For those of us who haven’t visited Australia’s smallest state, Tasmania or “Tassie,” seems to be shrouded in mystique. Perhaps it’s the state’s far-flung local – some 300 kilometres south of the Australian mainland across stormy Bass Strait. Or, perhaps it’s the vast expanses of windswept wilderness. Almost half of Tasmania’s land mass is situated in national parks as well as World Heritage Areas, with sparkling alpine lakes, wild rivers in addition to mist-cloaked peaks.
Maybe it’s the strange wildlife — from real life Tasmanian devils to the nonexistent thylacine, the Tasmanian tiger. Or perhaps is it the haunting convict history as well as beautifully preserved heritage towns, which seem frozen in time? Today, this mystique lures increasing numbers of tourists who are discovering the island’s many jewels.

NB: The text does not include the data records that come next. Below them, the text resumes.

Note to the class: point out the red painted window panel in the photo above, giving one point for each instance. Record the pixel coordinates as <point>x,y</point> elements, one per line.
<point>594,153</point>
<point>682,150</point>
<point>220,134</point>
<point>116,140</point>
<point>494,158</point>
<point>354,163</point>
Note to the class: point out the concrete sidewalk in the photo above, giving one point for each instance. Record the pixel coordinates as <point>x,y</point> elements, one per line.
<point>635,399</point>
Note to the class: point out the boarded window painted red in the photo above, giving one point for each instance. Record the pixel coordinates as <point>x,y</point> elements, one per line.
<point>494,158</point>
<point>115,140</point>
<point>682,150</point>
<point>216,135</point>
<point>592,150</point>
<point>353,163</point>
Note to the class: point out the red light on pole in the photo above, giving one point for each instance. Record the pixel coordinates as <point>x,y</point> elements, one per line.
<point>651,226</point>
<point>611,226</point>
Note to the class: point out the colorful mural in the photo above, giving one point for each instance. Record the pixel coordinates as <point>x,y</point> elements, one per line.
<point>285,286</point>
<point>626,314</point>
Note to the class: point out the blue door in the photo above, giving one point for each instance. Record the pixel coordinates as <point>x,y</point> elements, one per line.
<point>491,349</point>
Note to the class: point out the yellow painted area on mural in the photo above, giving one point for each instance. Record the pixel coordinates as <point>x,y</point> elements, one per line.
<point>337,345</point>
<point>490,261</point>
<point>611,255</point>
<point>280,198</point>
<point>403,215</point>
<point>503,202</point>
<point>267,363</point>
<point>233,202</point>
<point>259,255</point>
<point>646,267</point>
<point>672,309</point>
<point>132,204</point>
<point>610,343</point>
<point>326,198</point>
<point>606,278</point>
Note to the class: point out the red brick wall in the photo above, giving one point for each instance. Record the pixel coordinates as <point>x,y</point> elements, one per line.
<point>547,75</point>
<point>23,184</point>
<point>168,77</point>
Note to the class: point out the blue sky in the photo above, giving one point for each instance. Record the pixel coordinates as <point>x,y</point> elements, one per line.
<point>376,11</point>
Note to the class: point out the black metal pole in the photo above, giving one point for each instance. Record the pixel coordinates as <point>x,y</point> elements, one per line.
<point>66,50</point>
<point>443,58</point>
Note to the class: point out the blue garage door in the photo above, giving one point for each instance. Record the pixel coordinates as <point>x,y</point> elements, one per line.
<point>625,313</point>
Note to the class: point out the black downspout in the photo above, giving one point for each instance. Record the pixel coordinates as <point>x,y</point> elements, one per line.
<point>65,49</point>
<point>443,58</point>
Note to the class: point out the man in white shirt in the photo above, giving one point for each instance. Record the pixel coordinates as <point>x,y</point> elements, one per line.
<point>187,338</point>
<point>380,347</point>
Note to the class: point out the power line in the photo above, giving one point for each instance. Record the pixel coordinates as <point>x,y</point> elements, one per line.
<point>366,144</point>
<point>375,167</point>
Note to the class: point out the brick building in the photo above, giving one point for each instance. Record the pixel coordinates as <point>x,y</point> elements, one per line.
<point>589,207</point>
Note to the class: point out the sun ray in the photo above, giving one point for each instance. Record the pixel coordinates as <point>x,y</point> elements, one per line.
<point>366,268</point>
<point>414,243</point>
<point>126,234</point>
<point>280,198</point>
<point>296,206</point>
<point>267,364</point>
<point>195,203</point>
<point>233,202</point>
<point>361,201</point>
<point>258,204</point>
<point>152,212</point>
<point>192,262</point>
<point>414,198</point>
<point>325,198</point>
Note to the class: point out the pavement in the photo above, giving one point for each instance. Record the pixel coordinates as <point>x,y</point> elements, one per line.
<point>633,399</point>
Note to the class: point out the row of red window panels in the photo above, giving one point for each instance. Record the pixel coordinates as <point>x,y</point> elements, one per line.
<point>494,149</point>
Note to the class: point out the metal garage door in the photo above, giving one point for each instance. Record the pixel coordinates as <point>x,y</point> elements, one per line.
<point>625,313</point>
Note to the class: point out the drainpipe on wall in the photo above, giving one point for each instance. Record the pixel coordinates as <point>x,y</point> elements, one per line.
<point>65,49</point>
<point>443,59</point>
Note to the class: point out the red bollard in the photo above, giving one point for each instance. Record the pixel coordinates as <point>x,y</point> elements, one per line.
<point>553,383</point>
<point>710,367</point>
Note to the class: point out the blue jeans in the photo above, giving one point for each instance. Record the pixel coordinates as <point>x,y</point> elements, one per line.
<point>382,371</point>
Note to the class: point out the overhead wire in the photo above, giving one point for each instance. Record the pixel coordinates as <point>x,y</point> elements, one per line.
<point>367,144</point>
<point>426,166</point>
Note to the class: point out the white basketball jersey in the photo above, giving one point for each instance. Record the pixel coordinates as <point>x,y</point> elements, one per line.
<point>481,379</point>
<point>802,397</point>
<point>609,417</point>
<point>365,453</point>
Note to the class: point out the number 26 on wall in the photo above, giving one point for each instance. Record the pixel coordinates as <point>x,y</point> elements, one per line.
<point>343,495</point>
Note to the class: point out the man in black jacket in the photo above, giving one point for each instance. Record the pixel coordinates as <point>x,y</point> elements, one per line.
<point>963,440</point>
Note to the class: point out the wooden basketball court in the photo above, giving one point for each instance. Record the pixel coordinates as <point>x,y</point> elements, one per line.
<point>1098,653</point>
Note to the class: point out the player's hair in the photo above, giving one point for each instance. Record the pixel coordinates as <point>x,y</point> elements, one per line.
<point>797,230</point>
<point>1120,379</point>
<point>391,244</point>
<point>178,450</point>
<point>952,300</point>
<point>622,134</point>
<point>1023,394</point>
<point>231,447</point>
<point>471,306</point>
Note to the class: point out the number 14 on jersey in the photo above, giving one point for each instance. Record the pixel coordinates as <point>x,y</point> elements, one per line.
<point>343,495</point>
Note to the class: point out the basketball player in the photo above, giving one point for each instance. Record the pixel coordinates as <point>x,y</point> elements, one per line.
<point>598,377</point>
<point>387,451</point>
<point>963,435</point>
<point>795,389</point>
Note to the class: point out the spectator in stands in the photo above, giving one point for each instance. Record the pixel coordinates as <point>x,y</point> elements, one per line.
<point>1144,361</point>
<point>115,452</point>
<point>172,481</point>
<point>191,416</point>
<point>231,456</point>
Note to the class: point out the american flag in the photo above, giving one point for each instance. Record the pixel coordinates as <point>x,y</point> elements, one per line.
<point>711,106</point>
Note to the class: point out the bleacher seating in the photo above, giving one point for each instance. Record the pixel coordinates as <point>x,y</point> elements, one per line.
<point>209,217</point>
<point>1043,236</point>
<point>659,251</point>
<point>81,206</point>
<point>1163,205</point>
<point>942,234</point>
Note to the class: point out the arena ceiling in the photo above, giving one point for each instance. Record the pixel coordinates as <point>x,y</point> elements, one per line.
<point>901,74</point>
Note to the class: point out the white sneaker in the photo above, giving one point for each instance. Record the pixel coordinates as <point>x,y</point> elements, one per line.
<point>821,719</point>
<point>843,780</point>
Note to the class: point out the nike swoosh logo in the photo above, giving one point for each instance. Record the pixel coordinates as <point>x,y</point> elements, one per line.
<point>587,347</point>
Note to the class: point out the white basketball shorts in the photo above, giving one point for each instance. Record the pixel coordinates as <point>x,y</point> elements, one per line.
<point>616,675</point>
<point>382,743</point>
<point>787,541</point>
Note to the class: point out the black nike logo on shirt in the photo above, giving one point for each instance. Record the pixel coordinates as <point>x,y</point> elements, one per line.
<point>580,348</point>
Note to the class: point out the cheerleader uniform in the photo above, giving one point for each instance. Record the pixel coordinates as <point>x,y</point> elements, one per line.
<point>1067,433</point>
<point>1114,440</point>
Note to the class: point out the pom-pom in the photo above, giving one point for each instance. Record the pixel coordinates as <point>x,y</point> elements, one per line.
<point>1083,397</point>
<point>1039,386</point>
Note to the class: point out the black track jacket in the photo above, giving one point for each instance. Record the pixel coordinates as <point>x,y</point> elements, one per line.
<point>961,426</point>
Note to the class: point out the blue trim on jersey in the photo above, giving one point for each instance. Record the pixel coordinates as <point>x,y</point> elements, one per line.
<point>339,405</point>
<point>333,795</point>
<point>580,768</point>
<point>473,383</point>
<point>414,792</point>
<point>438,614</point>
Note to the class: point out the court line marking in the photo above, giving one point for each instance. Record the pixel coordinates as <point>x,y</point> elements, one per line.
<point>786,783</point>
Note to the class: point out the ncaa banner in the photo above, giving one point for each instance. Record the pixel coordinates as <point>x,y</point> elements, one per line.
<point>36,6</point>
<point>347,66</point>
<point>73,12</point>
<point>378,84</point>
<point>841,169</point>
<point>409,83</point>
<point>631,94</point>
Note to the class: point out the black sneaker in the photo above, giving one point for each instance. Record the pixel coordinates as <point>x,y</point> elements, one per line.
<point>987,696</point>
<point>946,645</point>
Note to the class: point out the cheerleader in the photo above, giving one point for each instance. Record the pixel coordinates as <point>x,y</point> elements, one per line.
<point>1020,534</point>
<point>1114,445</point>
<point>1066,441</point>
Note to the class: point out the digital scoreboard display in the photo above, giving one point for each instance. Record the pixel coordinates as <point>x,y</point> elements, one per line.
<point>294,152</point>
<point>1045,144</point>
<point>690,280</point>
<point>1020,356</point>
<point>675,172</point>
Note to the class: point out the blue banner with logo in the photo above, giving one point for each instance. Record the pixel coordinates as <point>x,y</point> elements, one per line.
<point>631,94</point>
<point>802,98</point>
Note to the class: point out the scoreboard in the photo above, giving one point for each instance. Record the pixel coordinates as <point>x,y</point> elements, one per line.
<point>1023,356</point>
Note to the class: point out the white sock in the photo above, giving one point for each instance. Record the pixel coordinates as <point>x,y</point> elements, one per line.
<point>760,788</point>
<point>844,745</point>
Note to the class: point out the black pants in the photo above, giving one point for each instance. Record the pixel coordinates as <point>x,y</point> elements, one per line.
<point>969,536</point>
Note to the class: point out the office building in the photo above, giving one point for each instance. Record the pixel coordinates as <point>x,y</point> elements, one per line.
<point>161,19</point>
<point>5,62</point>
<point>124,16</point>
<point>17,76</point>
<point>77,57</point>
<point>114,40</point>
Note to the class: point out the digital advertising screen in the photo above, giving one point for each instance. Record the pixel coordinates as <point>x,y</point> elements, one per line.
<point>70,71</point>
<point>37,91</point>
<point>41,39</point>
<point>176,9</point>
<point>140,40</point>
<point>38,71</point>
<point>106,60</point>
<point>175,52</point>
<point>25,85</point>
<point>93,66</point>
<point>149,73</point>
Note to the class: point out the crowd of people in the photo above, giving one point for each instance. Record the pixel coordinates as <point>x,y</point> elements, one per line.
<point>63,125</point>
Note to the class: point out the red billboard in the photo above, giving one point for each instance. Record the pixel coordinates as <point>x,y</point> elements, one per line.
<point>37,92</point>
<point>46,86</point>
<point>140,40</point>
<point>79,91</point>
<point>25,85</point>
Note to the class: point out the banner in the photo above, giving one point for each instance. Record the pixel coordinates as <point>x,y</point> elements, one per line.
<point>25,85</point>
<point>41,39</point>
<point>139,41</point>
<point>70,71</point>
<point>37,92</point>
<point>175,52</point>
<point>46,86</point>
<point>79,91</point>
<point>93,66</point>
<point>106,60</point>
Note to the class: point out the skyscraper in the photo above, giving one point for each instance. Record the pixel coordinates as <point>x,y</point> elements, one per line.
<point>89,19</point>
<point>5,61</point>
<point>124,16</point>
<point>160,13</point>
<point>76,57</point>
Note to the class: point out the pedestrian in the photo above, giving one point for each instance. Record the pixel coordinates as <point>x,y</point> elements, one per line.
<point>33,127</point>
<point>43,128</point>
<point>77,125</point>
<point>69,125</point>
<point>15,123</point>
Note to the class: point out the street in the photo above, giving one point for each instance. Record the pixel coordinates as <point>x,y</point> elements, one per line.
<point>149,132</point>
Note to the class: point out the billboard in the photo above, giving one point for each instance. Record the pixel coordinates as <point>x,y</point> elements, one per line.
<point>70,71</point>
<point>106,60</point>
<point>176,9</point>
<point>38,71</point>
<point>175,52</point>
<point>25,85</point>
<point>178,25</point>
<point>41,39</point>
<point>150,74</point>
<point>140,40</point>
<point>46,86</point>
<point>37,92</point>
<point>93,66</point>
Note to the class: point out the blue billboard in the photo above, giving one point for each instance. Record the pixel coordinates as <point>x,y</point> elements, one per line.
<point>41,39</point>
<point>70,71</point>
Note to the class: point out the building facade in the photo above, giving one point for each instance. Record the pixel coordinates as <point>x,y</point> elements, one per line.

As well as its richness of incredibly magnificent natural landscapes, Tasmania holds an fascinating place in Australian history as it was one of the first British penal colonies in the country. Around 75 000 convicts were sent ti Tasmania during the time it was a functioning prison.
Wineglass Bay, Freycinet National Park
You are able to hike to the visitor’s platform for a great view over wineglass bay, or tackle the harder (but better views) hike to the top of Mount Amos. Or if you want to grab a birdseye view, book yourself on a scenic flight.
Lake St Clair National Park
Another one of Tasmania’s most well-known National Parks is Lake St Clair National Park. Settled in the central highlands of Tasmania, this national park is an array of rainforests, steep gorges, alpine lakes as well as snowy peaks. This makes it any hiker’s dream. Experienced trekkers as well as day trippers alike will find something here to suit their needs, with everything from short walks to the famed 80km Overland Track.
The LAVENDER FIELDS, BRIDESTOWE ESTATE
If you’re visiting Tasmania at the beginning of the year, be sure that you don’t miss these impressive lavender fields in the North of Tasmania at Bridestowe Estate. While the fields are usually in full bloom in February, the season can sometimes be brought forward to late January.
Tasmanian Arts And Cultural Experiences
You don’t have to go far to find amazing arts as well as cultural experiences in Tasmania. There’s everything from tiny artist-run spaces to world-class museums, cutting-edge contemporary art galleries as well as festivals for almost every possible interest.
This depth of creativity is as amazing as playing online Bingo in Dubai and comes from an incredibly active community of artists, designers as well as performers who are motivated by Tasmania’s natural surroundings. Proof of this can be found just about everywhere you look:
- Tasmanian Museum and Art Gallery in Hobart
- Queen Victoria Museum in Launceston
- A number of different smaller art galleries and local venues around the state.
Found in Hobart, the Museum of Old and New Art (Mona) combines all of these in a mind-blowing showcase of international treasures and contemporary art. The museum also hosts an impressive programme of events, which includes MONA FOMA in summer and Dark MOFO in winter.